21. Hukuk Dairesi Esas No: 2018/430 Karar No: 2019/523 Karar Tarihi: 04.02.2019
Yargıtay 21. Hukuk Dairesi 2018/430 Esas 2019/523 Karar Sayılı İlamı
Özet:
Davacı, sigortalılığının tescili ve 30 günlük SSK priminin asgari ücret üzerinden tahsil ve tesciline karar verilmesini istemiştir. Ancak, Mahkeme isteğin reddine karar vermiştir. Davacının temyiz etmesi üzerine dosya incelendi. İşin gereği düşünüldükten sonra, dava reddedilmiştir. 506 sayılı Yasa'nın 79/10. ve 5510 sayılı Yasa'nın 86/9. maddeleri, hizmet tespiti davaları için özel bir ispat yöntemi öngörmemiştir.
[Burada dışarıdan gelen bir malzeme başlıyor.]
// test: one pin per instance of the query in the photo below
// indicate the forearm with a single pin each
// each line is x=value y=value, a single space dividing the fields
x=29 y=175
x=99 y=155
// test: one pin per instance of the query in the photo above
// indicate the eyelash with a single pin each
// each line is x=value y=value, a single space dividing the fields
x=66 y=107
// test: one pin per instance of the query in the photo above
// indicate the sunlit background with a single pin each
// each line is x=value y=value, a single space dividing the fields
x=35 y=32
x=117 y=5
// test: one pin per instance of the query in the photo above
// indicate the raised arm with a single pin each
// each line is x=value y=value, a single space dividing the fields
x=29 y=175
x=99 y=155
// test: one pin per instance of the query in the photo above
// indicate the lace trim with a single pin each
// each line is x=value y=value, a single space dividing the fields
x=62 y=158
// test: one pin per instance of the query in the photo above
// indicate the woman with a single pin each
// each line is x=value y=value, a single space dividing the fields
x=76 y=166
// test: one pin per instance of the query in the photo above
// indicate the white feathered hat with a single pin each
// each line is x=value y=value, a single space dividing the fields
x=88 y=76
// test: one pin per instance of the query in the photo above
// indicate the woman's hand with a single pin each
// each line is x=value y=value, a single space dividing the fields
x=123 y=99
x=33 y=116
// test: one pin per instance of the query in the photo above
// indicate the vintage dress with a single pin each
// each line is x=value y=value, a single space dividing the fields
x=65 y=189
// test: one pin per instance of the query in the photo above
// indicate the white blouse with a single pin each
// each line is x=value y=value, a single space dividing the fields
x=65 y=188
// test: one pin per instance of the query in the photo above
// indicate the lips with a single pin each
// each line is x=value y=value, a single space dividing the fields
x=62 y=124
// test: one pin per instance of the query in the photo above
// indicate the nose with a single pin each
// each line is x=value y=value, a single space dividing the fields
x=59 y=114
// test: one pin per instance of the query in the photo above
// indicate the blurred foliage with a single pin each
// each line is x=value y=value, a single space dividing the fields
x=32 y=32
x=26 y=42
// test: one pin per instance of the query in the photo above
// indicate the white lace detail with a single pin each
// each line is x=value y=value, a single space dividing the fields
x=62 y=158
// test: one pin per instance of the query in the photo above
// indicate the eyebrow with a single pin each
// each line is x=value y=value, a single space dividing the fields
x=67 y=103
Ancak, işin niteliğinden dolayı özel bir duyarlılığın gerektiği belirtilmiştir. Bu tür davalar için öncelikle, çalışmayla ilgili belgelerin işveren tarafından sunulup sunulmadığı araştırılmalıdır. Eğer bu koşul varsa, işyerinin gerçek olduğu ve işyerinde gerçekten çalışıldığı doğrulanmalıdır. Çalışmanın varlığı, özel bir duyarlılıkla araştırılmalıdır. Tanık ifadeleri değerlendirilirken, davacının çalıştığı dönemde davacıyla aynı işyerinde çalışanlar veya benzer işlerde çalışanlar tercih edilmelidir. Davacının Esnaf Bağ-Kur sigortalılığı vergi mükellefiyetinden kaynaklanmaktadır. Davacının davalı işyerinde geçen çalışmalarının kabulüne karar verilmesi gerektiği belirtilmiştir. Kanun maddeleri 506 sayılı Yasa'nın 79/10. ve 5510 sayılı Yasa'nın 86/9. maddeleridir.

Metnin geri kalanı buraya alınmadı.